Throughout this book, I mention picturing yourself as an athlete; and how an athlete prepares for his/her sport. At the top of the list is conditioning. And within this conditioning program is definitely medicine balls.
Ultimate Golf Fitness Guide justifies itself in the end both with core competency and a few little bonuses, including a 30-minute phone conversation with Mike Pedersen.
Tee Time Diet is a five-page guide that provides information on your diet. It includes an eating regimen that won’t add weight to your frame or inches to your waistline but will maximize energy for production on the course. Several different diets based on different tee times are available. Unless you play golf every day, this isn’t an “every day” diet, but simply one for “the day you play.”
50 Golf Tips offers 50 quick golf tips (about a paragraph apiece) that you can use immediately. It’s nice to have them in “PDF paper” form (electronic though it may be), but you can always visit learnaboutgolf.com for these tips. Some of the tips may be silly to long-time or advanced players, but most bear repeating.
Golf Like Tiger Can, by Ken Black, is a 77-page book (PDF) that offers up several of the standard tips on course management, shotmaking, putting and the like. If you’ve subscribed to Golf Digest or Golf Magazine for a few years, you’ve heard most of it, but sometimes hearing it again (or in a different fashion) lets it sink in, so the book is good for that if nothing else.
The Mentally Mutilating Dirty Dozen by Paul Evans is perhaps the funniest thing in this whole package. This PDF contains 12 instances of “gamesmanship” and other head games that you can use against playing partners. Not listed is asking your partner whether they breathe in or out on their downswing (I’ve always found this effectively destructive), but 12 other “good” (i.e. evil) tips are included.
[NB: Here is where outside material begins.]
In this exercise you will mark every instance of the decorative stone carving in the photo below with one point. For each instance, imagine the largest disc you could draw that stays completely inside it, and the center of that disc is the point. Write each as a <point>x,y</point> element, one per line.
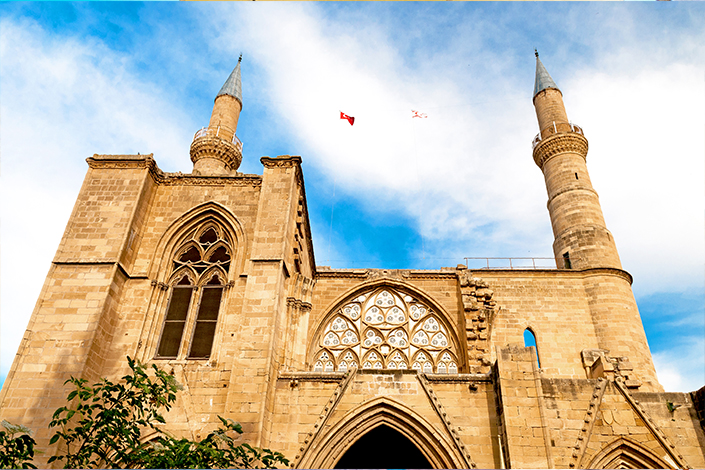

Some may break the rules (“giving advice”), but you are your own (moral) judge here.
When all is said and done, Mike Pedersen’s Ultimate Golf Fitness Guide is $47 well-spent. The book is among the best you’ll find and doesn’t treat golfers like regular folks, with exercises and stretches aimed at golfers with a living room, not a home gym full of expensive equipment. The price may be a bit steep, and you may be annoyed by some of the grammar and a missing page or two, but the extras step in to fill in any “value holes” and make it a lock.
Your $400 driver won’t help you nearly as much as this book will. A $25 physical book isn’t easily searchable as a PDF is. The $25 books I’ve seen offer far fewer exercises and go into much less depth than this book. Authors of physical books are not as accessible as Mike Pedersen.
$47 is less than one month of gym membership, a dozen premium golf balls, and a training club. Buy the book and it may pay for itself in won wagers! If you’ve got a winter coming up – or if you’re getting older (hey, nobody’s getting younger), Ultimate Golf Fitness Guide is a solid book that, if followed, will improve your game.